Read on to see how to identify them and how to treat them. We are talking brown soft scale, mealy bugs and fungus gnats.
Brown Soft Scale
As young nymphs, scale insects have piercing mouths that allow them to attach to the underside of a leaf or the leaf stem. They don’t move, and as they mature, they develop a hard armor. Joy says they look like little barnacles. They suck the sap from your plant and secrete a sugary, honeydew substance. Outside of seeing the little barnacles, you can see a sticky residue on the leaf underneath the leaf they’re attached to. If it’s a bad infestation, you can even see that residue on the table your plant is sitting on, the counter, or your hardwood floors. Yuck!
How Do You Treat Scale?
- Use horticultural oil. This can work its way through the scale armor and suffocate them. Because their life cycle is two months, you’ll have to do a six- to eight-week treatment with the oil.

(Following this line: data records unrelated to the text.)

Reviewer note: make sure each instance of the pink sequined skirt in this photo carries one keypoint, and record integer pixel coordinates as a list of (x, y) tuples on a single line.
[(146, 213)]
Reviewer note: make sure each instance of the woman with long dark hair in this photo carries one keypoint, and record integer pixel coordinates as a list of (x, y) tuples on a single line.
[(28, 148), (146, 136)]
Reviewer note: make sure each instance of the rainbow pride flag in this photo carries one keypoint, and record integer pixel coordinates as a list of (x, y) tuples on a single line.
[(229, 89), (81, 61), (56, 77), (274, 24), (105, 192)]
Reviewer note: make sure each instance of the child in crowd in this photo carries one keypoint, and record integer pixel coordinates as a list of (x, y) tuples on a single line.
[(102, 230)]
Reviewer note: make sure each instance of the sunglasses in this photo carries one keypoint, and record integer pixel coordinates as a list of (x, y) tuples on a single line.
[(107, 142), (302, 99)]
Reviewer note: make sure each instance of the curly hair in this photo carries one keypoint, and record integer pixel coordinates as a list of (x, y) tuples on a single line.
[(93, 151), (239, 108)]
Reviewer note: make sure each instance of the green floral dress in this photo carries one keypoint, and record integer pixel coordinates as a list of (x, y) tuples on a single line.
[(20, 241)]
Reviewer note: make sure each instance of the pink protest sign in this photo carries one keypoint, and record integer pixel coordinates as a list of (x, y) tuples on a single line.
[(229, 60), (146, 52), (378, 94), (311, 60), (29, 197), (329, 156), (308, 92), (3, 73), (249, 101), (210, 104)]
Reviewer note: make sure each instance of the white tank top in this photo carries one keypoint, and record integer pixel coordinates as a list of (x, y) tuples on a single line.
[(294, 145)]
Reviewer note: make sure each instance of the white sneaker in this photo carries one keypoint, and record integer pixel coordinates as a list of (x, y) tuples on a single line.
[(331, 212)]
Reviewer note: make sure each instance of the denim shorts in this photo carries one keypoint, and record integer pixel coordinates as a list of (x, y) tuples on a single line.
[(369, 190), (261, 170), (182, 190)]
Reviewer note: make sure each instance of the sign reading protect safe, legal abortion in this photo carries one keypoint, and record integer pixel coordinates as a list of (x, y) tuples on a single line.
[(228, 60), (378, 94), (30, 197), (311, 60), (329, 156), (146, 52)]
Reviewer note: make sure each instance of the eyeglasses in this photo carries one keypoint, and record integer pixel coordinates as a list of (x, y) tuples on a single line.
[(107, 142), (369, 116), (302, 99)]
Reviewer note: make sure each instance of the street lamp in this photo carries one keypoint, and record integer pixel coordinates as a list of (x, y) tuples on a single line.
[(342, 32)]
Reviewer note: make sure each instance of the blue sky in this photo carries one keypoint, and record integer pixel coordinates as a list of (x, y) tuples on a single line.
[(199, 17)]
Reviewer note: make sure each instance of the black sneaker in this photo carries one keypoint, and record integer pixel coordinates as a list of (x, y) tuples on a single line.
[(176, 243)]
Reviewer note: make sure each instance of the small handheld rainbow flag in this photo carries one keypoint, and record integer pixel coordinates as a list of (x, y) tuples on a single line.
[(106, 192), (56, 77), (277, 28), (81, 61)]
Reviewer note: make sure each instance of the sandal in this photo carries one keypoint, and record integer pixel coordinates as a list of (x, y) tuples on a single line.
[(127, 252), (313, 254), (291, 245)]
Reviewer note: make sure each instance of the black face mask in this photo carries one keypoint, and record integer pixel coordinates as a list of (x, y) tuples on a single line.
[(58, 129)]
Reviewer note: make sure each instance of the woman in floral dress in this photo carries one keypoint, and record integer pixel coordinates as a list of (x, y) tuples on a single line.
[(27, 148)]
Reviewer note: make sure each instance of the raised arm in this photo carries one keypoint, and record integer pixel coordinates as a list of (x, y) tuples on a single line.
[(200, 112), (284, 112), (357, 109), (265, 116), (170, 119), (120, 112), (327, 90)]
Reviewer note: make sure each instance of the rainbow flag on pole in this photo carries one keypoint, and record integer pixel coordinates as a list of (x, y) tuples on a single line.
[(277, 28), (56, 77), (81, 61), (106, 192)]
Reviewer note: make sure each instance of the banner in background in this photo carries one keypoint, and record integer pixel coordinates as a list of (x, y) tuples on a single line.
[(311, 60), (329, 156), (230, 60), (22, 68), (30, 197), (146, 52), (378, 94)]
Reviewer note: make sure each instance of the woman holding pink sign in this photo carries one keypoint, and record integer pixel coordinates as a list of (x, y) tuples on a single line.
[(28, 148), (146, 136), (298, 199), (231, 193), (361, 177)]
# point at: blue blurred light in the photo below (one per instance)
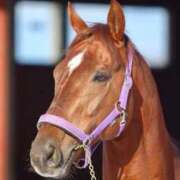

- Once every week to ten days, you should thoroughly spray the infected plant (tops and underleaves); no need to worry about the soil.
- You may still see some of the exoskeletons on the leaves, and those can easily be wiped off with a moist paper towel.
Joy actually has a love/hate relationship with mealy bugs. She thinks they’re cool looking, super prehistoric, but then they also try to suck the life out of plants and that’s no bueno. By the way, it’s only the female mealy that does the sap-sucking. As they do this, they secrete a waxy layer for protection and to lay their eggs. This stuff looks like a little tuft of cotton. If you see those tufts, tah-dah, you have mealy bugs.
How Do You Treat Mealy Bugs?
- Before using an insecticide or neem oil, Joy suggests that you give your plant a good spray down. Whether it’s outside, in the bathtub, or in the kitchen sink, give them a good shower with some pressure to give you a good start at getting rid of some of those bugs. They do like to hide in little crevices, so watch for that.
- After your foliage is dry, you can use insecticidal soap (we like Safer’s EndALL) or horticultural oil (Bonide All Seasons is our choice).
- Good news is, mealy bugs have a short life span of two to three weeks, so three to four weekly treatments should probably take care of them.
While fungus gnats are harmless to your plant, they are super annoying to us.
Not to be confused with fruit flies, fungus gnats are little black flying gnats while fruit flies are brownish/reddish. And the old school trick about catching flies with apple cider vinegar isn’t going to work on fungus gnats. Why? They like to feed on…wait for it…fungus.
They usually arrive when your houseplant soil is heavily and consistently saturated. The female gnat will lay her eggs in the top two inches of the soil, and the little white worm larvae are just “having a good time in there,” according to Joy. Every time you pour water on that plant, you’re giving them their life blood and it’s a party.
How Do You Treat Fungus Gnats?
- You’ll need to get some sticky traps. (We like Safer Houseplant Sticky Stakes.) This is to catch the adults so they stop laying their eggs. The sticky cards are on stakes which are stuck into the soil.
- For the larvae, we like to use Summit Mosquito Bits. Pour a layer of the mosquito bits onto the top of the soil and scratch that in. Next, pour water over the bits and that will activate them, ultimately dehydrating the larvae that have been living off that moist, fungusy soil. You could also mix the bits with water and then pour that over the soil; either way is effective.
- Joy also suggests that if you have an infestation, you can “bottom water” for a while, which will keep you from feeding the gnats every time you pour water on the top. If THAT doesn’t work, the last resort is to completely change out your soil.